Quem acompanha a situação geopolítica internacional certamente tem lido sobre o golpe militar em Mianmar, que destituiu o governo eleito, declarou estado de sítio, prendeu líderes políticos, bloqueou o espaço aéreo e interrompeu os dez anos de período democrático vividos pelo país. Para quem está por fora, aqui está um bom ponto de partida.
Além de todas as questões acima citadas, isso também representou um golpe e tanto para a internet no país: o novo governo bloqueou conexões e impediu, para boa parte da população, o acesso a uma série de sites estrangeiros. Agora, uma acusação grave colocou a Apple como parte conivente — ou mesmo atuante — nessa história.
Explico: o fundador da Proton Technologies, Andy Yen, publicou uma carta aberta direcionada à Apple acusando a empresa de bloquear atualizações do aplicativo ProtonVPN para iOS justamente num período tão crítico para a população de Mianmar.
VPNs, como já falamos aqui várias vezes, são redes privadas virtuais que “simulam” uma conexão em um outro lugar que não aquele onde você esteja. Além de benefícios de segurança e acesso a conteúdos geograficamente bloqueados, VPNs também são muito utilizadas por pessoas em países com a internet cerceada, justamente para “enganar” os bloqueios e acessar sites e domínios proibidos — a própria ONU recomendou que os cidadãos de Mianmar recorressem ao ProtonMail e ao Signal para denunciar os atos antidemocráticos no país, inclusive.

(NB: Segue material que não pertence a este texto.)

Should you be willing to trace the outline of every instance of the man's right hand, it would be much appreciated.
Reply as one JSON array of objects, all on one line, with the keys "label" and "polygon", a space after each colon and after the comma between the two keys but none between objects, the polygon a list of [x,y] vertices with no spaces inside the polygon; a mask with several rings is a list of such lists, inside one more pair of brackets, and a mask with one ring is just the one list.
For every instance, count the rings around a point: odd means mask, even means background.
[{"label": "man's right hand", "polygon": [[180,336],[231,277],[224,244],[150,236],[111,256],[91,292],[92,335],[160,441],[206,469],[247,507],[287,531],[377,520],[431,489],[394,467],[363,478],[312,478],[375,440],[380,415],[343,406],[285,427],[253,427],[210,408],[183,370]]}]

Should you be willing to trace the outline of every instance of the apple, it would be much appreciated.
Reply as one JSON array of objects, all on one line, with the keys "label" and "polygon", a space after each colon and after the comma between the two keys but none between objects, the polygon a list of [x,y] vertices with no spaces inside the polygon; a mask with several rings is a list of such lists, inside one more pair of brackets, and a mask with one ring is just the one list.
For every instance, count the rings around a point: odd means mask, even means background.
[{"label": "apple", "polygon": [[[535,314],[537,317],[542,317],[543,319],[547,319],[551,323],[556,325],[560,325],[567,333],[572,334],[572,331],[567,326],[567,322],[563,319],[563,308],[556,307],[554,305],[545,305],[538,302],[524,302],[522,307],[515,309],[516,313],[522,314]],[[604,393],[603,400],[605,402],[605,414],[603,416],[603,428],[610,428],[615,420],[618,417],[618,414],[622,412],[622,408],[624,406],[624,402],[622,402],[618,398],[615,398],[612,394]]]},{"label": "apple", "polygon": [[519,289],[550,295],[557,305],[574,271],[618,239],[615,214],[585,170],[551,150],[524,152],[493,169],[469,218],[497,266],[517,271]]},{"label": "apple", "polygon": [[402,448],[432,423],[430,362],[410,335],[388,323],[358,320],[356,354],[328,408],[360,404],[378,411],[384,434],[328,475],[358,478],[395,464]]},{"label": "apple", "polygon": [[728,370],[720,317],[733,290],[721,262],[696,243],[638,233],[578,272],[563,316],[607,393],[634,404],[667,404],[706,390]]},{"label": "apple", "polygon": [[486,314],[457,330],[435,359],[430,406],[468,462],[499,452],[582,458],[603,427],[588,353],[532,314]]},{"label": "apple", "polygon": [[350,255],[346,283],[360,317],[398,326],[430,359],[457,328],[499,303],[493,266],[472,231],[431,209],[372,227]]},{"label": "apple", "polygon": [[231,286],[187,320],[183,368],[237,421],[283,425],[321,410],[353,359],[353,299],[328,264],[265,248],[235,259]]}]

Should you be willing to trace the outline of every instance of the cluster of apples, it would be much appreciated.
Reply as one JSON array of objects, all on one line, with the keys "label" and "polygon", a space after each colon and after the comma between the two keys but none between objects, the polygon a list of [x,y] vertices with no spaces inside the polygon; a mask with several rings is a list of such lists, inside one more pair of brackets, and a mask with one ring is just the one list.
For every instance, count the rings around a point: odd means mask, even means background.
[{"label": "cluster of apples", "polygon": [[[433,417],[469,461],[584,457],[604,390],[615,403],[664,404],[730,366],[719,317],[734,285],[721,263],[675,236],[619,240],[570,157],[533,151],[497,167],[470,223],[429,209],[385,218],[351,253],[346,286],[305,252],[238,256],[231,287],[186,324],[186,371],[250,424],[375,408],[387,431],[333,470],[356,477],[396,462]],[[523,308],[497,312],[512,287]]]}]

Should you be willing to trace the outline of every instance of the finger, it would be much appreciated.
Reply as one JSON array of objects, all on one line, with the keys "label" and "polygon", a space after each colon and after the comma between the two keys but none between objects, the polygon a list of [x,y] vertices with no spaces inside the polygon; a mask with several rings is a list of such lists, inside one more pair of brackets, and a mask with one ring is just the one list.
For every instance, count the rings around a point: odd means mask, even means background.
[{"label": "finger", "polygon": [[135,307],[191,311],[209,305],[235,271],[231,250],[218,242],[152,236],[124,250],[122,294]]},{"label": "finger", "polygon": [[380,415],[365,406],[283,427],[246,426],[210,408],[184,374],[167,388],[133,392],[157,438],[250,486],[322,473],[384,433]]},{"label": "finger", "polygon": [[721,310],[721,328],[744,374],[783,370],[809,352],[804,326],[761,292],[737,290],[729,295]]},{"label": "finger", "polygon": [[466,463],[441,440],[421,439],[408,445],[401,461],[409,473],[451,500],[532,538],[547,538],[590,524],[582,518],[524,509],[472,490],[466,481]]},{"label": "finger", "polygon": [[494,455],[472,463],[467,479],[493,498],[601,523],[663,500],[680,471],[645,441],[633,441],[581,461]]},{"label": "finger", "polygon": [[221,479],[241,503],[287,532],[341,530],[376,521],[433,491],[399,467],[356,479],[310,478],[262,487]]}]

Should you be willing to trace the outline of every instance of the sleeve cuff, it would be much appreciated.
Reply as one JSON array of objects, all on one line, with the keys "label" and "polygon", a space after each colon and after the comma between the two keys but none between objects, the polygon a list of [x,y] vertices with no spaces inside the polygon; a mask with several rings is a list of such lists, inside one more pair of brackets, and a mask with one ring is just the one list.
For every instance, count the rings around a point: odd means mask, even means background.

Yen citou diversos casos nos quais os serviços da empresa, como o ProtonMail e a própria ProtonVPN, ajudaram cidadãos de vários países e territórios, de Hong Kong até Belarus. Nas palavras do executivo, a Apple está tomando um posicionamento antidemocrático e prejudicial aos direitos humanos ao bloquear as atualizações de segurança do app — isso poucas semanas após o uso da ProtonVPN crescer 250x somente entre a população de Mianmar.
A justificativa da Apple para bloquear as atualizações foi um trecho da descrição do aplicativo que dizia o seguinte:
Seja desafiando governos, educando o público ou treinando jornalistas, nós temos um longo histórico de ajudar a levar liberdade online para mais gente ao redor do mundo.
Em resposta ao trecho, a equipe de aprovação da App Store citou a diretriz 5.4 da loja e afirmou o seguinte num email aos desenvolvedores:
Para resolver o problema, por favor certifique-se de que o app não é apresentado de uma forma que encoraje usuários a escapar de georrestrições ou limitações de conteúdo.
A questão é que, segundo Yen, a frase considerada “problemática” pela Apple já estava na descrição da ProtonVPN há meses — e bloquear as atualizações do aplicativo justamente num momento sensível para toda uma nação seria no mínimo insensível (ou pior, suspeito). Além disso, a Maçã exige que a frase seja removida em todos os países onde o aplicativo está disponível, algo que o executivo não está disposto a fazer.
Yen citou ainda outras atitudes da Apple consideradas antidemocráticas, como o bloqueio de aplicativos utilizados pela população de Hong Kong para marcar protestos, bem como uma suposta hipocrisia por parte da gigante de Cupertino — segundo o executivo, a Maçã não teria problemas em desafiar governos para evitar taxas da União Europeia ou outros assuntos de interesse próprio, mas quando é uma outra empresa que o faz, por razões ligadas aos direitos humanos, começam a surgir os problemas.
A questão ainda não está resolvida e a Apple não se pronunciou oficialmente após a publicação da carta. Por aqui, ficaremos de olho.
via MacRumors
Atualização, por Rafael Fischmann25/03/2021 às 07:52
Em resposta à polêmica, a Apple deu a seguinte declaração ao 9to5Mac:
Todos os aplicativos feitos pela Proton, incluindo o ProtonVPN, permanecem disponíveis para download em Mianmar. Aprovamos a versão mais recente do ProtonVPN em 19 de março. Após essa aprovação, a Proton optou por agendar o lançamento de sua atualização, disponibilizando-a em 21 de março e, posteriormente, publicando sua postagem no blog em 23 de março.
Se foi isso mesmo, os caras fizeram um baita alarde à toa.